Dzień czternasty-ostatni 16.08 Sztutowo – Gdynia, Skwer Kościuszki
Ostatni, najkrótszy dzień naszej podróży. Pełni szczęścia i radości wyruszyliśmy w kierunku Mikoszewa na przeprawę promową, która w sezonie była czynna codziennie od 5.15 do 22.00, koszt przeprawy dla osoby z rowerem wyniósł 5 zł. Dzięki temu oszczędziliśmy 23 km drogi do Gdańska
i mogliśmy podziwiać ujście Wisły do Bałtyku. Trasa wiodła nas drogą wojewódzką nr 501 o dobrej nawierzchni, w samym trójmieście mogliśmy poruszać się ścieżkami rowerowymi. W drodze do mety przejechaliśmy, a momentami prowadziliśmy rowery przez starówkę w Gdańsku (trwał właśnie ostatni dzień jarmarku dominikańskiego), następnie dotarliśmy do Brzeźnia, Jelitkowa. Minęliśmy
z wielką ulgą zatłoczony Sopot i skierowaliśmy się w kierunku Kępy Redłowskiej skąd mogliśmy podziwiać panoramę Zatoki Gdańskiej.

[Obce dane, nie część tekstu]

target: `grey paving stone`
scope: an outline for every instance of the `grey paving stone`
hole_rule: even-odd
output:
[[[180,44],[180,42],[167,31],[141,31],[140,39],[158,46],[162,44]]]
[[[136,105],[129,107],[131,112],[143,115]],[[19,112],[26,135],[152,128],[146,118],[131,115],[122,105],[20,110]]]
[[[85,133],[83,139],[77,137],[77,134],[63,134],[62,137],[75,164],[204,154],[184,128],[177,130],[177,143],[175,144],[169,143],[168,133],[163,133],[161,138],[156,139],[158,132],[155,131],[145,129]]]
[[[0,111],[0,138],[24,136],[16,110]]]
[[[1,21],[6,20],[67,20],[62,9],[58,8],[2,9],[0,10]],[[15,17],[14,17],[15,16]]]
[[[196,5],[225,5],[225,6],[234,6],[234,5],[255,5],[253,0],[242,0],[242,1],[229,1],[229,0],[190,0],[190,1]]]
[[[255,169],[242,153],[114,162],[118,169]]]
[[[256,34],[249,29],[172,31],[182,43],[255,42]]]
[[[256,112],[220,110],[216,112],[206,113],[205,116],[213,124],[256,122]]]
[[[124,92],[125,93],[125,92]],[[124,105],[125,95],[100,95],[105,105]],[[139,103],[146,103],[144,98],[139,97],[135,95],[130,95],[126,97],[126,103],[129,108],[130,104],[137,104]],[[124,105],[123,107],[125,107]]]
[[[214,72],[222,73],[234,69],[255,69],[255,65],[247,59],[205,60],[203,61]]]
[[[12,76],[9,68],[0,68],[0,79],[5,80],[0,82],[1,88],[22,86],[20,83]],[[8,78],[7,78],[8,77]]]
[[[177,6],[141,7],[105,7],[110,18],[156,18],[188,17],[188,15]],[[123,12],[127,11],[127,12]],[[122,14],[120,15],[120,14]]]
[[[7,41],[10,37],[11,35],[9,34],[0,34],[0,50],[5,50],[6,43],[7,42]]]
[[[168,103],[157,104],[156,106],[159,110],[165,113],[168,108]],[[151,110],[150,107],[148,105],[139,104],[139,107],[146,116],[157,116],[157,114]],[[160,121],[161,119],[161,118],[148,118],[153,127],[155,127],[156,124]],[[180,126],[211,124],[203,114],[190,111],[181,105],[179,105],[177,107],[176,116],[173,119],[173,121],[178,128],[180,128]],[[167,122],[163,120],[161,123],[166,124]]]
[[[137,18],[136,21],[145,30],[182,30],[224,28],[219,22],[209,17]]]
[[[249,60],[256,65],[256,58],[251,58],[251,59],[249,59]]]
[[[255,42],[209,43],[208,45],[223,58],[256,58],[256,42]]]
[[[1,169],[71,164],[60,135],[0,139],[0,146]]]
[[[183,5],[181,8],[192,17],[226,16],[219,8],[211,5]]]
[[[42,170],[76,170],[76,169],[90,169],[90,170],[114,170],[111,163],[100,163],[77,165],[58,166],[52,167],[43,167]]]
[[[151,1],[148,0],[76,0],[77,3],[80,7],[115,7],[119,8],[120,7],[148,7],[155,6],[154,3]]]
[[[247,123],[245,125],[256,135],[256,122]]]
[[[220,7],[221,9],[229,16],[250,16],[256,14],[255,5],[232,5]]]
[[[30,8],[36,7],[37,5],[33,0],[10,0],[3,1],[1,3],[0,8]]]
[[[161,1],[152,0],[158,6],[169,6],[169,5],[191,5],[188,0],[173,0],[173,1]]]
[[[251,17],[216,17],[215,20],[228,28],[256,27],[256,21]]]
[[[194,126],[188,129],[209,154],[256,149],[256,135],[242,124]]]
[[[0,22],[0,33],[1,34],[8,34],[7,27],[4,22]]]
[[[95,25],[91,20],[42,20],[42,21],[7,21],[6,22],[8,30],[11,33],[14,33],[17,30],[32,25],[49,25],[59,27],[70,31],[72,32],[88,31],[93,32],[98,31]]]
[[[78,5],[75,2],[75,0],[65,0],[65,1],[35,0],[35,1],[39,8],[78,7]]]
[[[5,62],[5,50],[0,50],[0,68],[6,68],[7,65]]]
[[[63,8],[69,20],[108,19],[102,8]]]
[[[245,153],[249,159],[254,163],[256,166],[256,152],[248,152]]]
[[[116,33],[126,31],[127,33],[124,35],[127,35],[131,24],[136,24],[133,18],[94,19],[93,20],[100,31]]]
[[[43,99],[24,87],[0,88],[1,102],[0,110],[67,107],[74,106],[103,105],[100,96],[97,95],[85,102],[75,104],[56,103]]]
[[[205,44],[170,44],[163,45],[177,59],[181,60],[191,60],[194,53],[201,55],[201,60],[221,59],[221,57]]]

Ostatnie 2 km również nie były takie o jakich marzyliśmy.
W tym dniu w Gdyni odbywał się 5 konkurs lotów Red Bull i w związku z tym na Skwerze Kościuszki
i Nabrzeżu Pomorskim było mnóstwo ludzi tak, że nie można było normalnie jechać rowerem ani zwiedzać atrakcji turystycznych.